31 December 2021
Recognition is the process of extracting information from a known pattern. In Sudoscan context, a Recognizer is the "entity" responsible for recognizing the patterns in an image of a Sudoku cell. It uses an image as input and generates information if the cell is empty or the numerical information in it (if it is not empty).
This process solves a very similar (and well-known) problem: Image Classification. The goal of Image Classification is to classify a specific picture according to a set of possible categories. A classic example of image classification is the identification (recognition) of cats and dogs in a (set of) picture(s).
In the Sudoscan context, it is possible to use the same principle. However, instead of classifying an image into two categories (cats and dogs), it classifies an image into 9 different categories (a range of numbers between 1 and 9).

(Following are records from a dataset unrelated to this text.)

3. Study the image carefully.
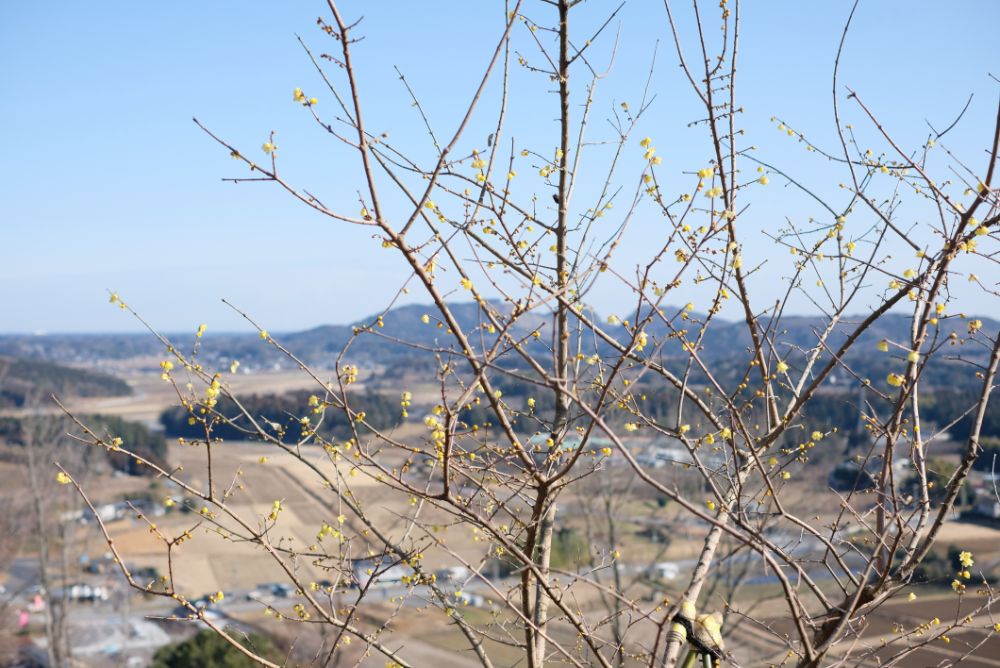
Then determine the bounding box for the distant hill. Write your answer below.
[0,302,1000,386]
[0,357,132,408]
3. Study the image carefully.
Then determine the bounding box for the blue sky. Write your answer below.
[0,0,1000,332]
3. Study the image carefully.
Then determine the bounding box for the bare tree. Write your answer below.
[56,0,1000,668]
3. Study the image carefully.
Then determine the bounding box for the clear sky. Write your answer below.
[0,0,1000,332]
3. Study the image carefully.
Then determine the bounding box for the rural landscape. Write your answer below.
[0,0,1000,668]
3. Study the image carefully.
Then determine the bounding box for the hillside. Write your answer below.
[0,302,1000,386]
[0,357,132,408]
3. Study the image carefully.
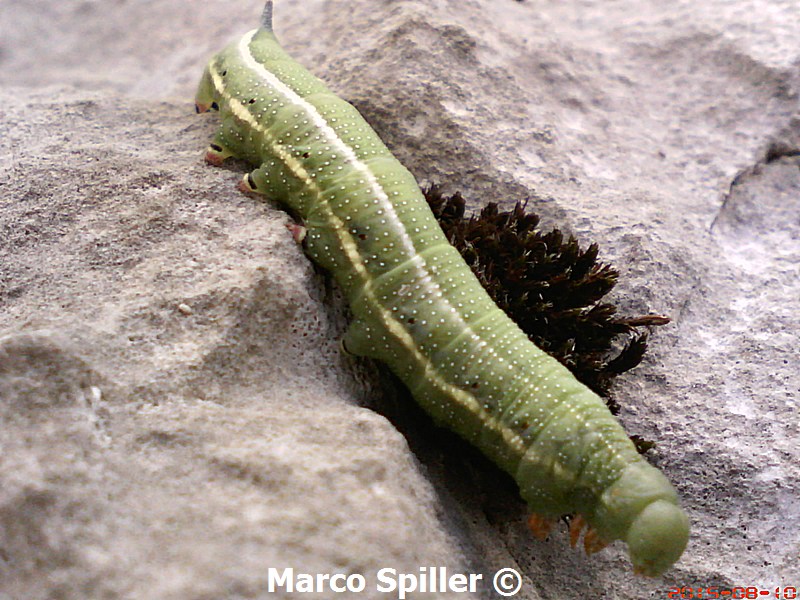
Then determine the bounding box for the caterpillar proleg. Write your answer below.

A very common way to address this kind of problem is through the use of Machine Learning techniques. Even under the "Machine Learning Umbrella", there are several ways to solve those problems, like: K-Nearest Neighbor(KNN), Support Vector Machine (SVM), Artificial Neural Networks (ANN), Decision Trees, Naive Bayes, Logistic Regression, etc.
Deep learning is part of a broader family of Machine Learning methods based on Artificial Neural Networks. There are several ANN architectures that fits into this ML sub-category. One of those architectures is known as Convolutional Neural Networks (CNN), a very efficient architecture to handle Image Classification Problems.

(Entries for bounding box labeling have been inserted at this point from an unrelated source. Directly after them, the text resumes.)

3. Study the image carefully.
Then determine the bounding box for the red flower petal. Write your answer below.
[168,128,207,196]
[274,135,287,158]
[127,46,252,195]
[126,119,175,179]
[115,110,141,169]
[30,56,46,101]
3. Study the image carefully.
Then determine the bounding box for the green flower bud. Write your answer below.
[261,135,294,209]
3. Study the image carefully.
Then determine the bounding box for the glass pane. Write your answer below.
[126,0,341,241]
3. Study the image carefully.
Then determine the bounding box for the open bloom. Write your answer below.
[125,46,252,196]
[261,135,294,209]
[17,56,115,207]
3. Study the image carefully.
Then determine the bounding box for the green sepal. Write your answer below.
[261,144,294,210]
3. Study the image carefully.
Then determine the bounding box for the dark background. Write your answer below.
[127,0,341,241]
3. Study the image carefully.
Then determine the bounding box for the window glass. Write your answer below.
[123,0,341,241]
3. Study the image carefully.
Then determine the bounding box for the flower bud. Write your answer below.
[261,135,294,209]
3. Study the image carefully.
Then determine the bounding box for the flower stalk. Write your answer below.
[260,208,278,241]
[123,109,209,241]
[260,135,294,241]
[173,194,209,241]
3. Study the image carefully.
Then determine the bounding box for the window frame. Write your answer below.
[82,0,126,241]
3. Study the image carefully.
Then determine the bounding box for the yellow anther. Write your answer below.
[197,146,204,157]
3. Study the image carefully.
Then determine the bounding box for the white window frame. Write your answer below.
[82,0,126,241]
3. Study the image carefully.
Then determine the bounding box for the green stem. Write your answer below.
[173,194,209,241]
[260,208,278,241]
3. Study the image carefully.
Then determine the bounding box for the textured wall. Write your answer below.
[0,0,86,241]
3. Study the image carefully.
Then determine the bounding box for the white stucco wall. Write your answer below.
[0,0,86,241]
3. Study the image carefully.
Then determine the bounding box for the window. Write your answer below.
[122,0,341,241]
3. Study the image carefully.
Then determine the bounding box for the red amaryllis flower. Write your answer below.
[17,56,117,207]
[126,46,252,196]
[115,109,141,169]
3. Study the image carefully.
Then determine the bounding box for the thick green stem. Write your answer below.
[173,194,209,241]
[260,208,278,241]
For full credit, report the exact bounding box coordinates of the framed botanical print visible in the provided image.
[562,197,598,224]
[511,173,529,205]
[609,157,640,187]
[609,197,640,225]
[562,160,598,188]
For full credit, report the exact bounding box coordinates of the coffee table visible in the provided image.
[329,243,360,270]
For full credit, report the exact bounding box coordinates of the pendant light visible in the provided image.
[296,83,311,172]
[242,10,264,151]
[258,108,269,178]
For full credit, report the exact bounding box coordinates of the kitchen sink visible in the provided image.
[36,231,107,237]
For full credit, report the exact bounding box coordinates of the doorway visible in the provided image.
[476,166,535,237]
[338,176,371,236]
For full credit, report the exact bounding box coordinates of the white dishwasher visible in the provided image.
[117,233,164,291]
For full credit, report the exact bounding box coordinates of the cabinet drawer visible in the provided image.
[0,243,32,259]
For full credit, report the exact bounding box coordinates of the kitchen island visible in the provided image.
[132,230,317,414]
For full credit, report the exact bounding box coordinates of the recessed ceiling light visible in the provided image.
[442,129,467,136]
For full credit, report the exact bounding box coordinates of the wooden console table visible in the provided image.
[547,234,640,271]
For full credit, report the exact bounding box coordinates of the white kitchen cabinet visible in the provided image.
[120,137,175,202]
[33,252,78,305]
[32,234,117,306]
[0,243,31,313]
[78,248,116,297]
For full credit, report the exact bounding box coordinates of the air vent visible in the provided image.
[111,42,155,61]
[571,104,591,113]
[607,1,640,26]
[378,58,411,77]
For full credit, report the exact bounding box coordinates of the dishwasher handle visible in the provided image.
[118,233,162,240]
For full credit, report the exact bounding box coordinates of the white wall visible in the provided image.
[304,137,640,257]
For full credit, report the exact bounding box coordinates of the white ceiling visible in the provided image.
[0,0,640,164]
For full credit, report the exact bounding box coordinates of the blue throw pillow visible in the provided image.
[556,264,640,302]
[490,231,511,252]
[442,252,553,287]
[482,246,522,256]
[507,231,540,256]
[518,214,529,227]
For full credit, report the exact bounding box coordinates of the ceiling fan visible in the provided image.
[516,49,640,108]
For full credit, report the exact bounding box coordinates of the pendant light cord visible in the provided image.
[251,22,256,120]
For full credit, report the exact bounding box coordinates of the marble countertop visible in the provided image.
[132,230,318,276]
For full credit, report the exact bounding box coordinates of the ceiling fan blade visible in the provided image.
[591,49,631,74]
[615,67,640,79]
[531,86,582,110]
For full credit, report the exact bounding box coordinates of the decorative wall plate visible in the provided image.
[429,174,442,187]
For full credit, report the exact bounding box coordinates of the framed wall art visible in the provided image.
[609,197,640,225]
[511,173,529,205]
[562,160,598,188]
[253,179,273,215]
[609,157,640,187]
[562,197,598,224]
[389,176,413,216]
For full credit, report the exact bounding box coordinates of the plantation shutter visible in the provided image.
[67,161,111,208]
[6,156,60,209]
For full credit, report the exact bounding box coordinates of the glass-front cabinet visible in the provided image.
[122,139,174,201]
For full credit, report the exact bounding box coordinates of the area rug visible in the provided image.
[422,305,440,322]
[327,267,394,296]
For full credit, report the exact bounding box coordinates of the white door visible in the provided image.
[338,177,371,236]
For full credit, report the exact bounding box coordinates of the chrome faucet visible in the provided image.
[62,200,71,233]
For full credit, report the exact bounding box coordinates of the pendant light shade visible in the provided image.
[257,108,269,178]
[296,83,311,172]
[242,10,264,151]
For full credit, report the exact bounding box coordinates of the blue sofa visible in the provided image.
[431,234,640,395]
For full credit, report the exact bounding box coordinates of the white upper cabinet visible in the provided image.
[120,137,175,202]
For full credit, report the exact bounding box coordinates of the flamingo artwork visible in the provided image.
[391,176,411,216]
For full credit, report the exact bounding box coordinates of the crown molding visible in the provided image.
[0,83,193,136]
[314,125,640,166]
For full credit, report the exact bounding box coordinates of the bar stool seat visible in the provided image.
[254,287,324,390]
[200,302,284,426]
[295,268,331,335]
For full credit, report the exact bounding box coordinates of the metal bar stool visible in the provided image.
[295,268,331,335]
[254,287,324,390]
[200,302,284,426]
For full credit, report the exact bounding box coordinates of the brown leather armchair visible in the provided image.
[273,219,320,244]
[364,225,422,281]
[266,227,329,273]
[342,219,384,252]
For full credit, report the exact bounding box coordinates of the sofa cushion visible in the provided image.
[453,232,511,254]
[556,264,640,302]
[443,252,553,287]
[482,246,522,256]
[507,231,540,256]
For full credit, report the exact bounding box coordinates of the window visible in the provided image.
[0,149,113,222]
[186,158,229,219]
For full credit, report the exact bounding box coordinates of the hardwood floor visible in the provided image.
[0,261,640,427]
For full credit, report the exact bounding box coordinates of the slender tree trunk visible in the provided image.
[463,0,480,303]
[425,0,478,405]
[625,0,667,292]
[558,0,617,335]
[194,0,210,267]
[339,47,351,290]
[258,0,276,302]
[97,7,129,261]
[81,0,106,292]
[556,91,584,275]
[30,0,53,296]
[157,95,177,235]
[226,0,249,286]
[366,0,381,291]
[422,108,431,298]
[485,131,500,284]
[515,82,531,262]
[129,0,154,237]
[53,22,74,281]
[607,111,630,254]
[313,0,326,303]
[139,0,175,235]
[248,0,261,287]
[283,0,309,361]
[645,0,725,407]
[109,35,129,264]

There are several Open Source tools that help create an ANN. Due to its flexibility and ease of use, the chosen tool for generating (and training) a classification model using CNN for Sudoscan was Keras.
A more detailed description of how the CNN model for Sudoscan was created and trained can be found on this Kaggle Notebook.
Keras is a deep learning API written in Python. According to Keras website:
TensorFlow 2 is an end-to-end, open-source machine learning platform. You can think of it as an infrastructure layer for differentiable programming.
Keras is the high-level API of TensorFlow 2: an approachable, highly-productive interface for solving machine learning problems, with a focus on modern deep learning. It provides essential abstractions and building blocks for developing and shipping machine learning solutions with high iteration velocity.
As mentioned, the Keras API used to create and train the CNN model is written in Python. Meanwhile, the Sudoscan project was written in Kotlin, a JVM language.
At this point, an observable reader may wonder, "How is it possible to reuse code from different programming languages?". Well, at the time of writing this project, I found 2 projects that could help the reuse of a Keras trained models on the JVM, they are:
Sudoscan contains implementations for both projects. On both implementations, Sudoscan downloads the trained model from the Kaggle website and uses the project API to reuse the trained model (originally trained in Python).
Sudoscan can use only one of the implementations per execution. The current implementation can be defined at compile time (the default implementation is the Deeplearning4j one). To learn more on how each implementation can be used, check this link.
Deeplearning4j is a suite of tools for running deep learning on the JVM. It’s a framework that allows you to train models from java while interoperating with the python ecosystem through a mix of python execution via its cpython bindings, model import support, and interop with other runtimes such as tensorflow-java.
To see how Deeplearning4j was used on Sudoscan, checkout the sudoscan-recognizer-dl4j submodule. This is a small module containing a Recognizer implementation that uses Deeplearning4j.
Deep Java Library is an open-source, high-level, engine-agnostic Java framework for deep learning. DJL is designed to be easy to get started with and simple to use for Java developers. DJL provides a native Java development experience and functions like any other regular Java library.
To see how DJL was used on Sudoscan, checkout the sudoscan-recognizer-djl submodule. This is a small module containing a Recognizer implementation that uses DJL.